Ils ont aussi pris contacts avec les députés de leurs départements et le ministère de la santé. Tous sont inquiets pour l’avenir de l’association. Depuis un an et demi, la structure, financée par la Caisse nationale d’assurance maladie (CNAM), n’a plus de convention. Elle fonctionne donc sans cadre juridique. Ce qui pose un problème dans la rémunération des infirmières et le développement du dispositif. Pourtant, depuis 20 ans, la structure a fait ses preuves.
Des consultations adaptées
Nous avons rencontré Hélène dans un des cabinets médicaux qu’elle occupe chaque semaine pour recevoir ses patients. Aujourd’hui, c’est à Villers-Bocage. Elle a rendez-vous avec Yves, un patient qu’elle suit depuis plusieurs mois pour un diabète.

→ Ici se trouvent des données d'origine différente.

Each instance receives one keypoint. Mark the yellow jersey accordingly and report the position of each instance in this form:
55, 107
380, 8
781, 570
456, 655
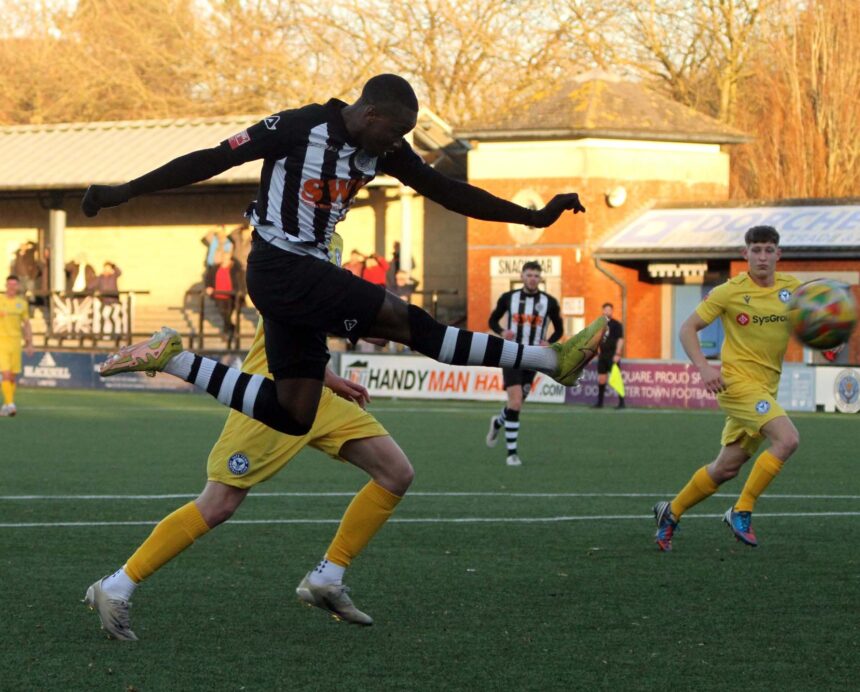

Après avoir fait le point sur ses derniers résultats d’examens sanguins, ils abordent des sujets plus personnels. Ici, pas de piqûres, ni d’auscultation, mais une écoute active. Quand ce patient de 66 ans a appris qu’il était atteint de diabète, il s’est tourné vers Hélène pour obtenir des réponses et surtout calmer ses angoisses.
"J’étais très stressé. Avec Hélène, j’ai pu vider mon sac. Ça m’a beaucoup aidé de pouvoir discuter avec elle. Et surtout, elle m’a donné beaucoup de conseils pour l’hygiène de vie. Elle m’a aidé à retrouver un équilibre dans mon alimentation. J’ai perdu 15 kilos en quelques mois et j’ai arrêté de fumer grâce aux patchs qu’elle a pu adapter à ma consommation de tabac. Elle est toujours à l’écoute", assure Yves.
On s’adapte en gardant le rythme du patient pour l’aider à mieux appréhender sa pathologie et à devenir autonome.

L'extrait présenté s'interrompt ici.